Kommentar zur Nazidemo: Auch Nazi-Demos gehören zum Spiel
Wollen wir ernsthaft eine Einschränkung des Demonstrationsrechts fordern, wie es gerade in Baden-Württemberg diskutiert wird? Natürlich könnte man rechte Meinungsäußerungen so von der Straße drängen. Allerdings auch alle anderen.

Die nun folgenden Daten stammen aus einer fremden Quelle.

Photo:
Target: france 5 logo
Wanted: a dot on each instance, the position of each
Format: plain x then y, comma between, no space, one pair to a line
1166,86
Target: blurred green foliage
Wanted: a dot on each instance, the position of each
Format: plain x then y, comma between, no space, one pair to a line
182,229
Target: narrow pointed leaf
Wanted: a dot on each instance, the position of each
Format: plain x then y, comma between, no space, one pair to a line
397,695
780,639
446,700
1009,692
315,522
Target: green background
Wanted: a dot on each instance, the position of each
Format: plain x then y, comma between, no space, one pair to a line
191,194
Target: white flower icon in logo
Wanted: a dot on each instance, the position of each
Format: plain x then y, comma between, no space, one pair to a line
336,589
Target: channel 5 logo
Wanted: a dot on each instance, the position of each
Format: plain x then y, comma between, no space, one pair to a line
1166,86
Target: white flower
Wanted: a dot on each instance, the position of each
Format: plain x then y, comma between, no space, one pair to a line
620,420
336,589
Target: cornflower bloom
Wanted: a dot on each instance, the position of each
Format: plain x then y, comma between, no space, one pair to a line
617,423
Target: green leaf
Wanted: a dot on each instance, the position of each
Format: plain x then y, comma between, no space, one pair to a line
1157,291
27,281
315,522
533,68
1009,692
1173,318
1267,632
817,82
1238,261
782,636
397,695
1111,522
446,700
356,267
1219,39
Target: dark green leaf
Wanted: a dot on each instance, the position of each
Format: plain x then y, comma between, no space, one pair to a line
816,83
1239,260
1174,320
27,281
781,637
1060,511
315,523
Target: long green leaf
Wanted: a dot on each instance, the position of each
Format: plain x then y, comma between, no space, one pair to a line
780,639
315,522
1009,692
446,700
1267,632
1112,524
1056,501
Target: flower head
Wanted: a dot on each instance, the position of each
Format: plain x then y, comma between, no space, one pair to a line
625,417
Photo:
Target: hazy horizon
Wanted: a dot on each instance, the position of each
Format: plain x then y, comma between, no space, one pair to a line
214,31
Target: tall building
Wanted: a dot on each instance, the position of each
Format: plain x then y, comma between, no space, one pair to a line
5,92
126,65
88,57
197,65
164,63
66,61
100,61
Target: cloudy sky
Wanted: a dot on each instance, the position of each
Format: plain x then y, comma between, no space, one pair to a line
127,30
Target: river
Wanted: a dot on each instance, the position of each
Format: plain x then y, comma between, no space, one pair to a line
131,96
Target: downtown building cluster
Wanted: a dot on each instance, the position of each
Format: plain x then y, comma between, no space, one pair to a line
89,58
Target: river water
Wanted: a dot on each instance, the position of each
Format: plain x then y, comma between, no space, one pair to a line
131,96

Am Ende haben sie es doch geschafft. Die Blockaden der Linken waren so effektiv, dass die Polizei den Nazi-Aufmarsch abkürzen musste - und die Route nicht wie geplant durch den Weitlingkiez führte. Trotzdem waren viele linke Demonstranten sauer auf die Polizei, weil diese die Nazis rigoros von ihren Gegnern abschirmte. Viele waren auch empört, dass eine Nazidemo überhaupt stattfinden darf - während die Gegendemo per Gerichtsbeschluss verboten wurde. Das sei ja keine Demokratie, meinte eine Demonstrantin. Doch, genau so ist Demokratie. Ein Spiel mit verteilten Rollen.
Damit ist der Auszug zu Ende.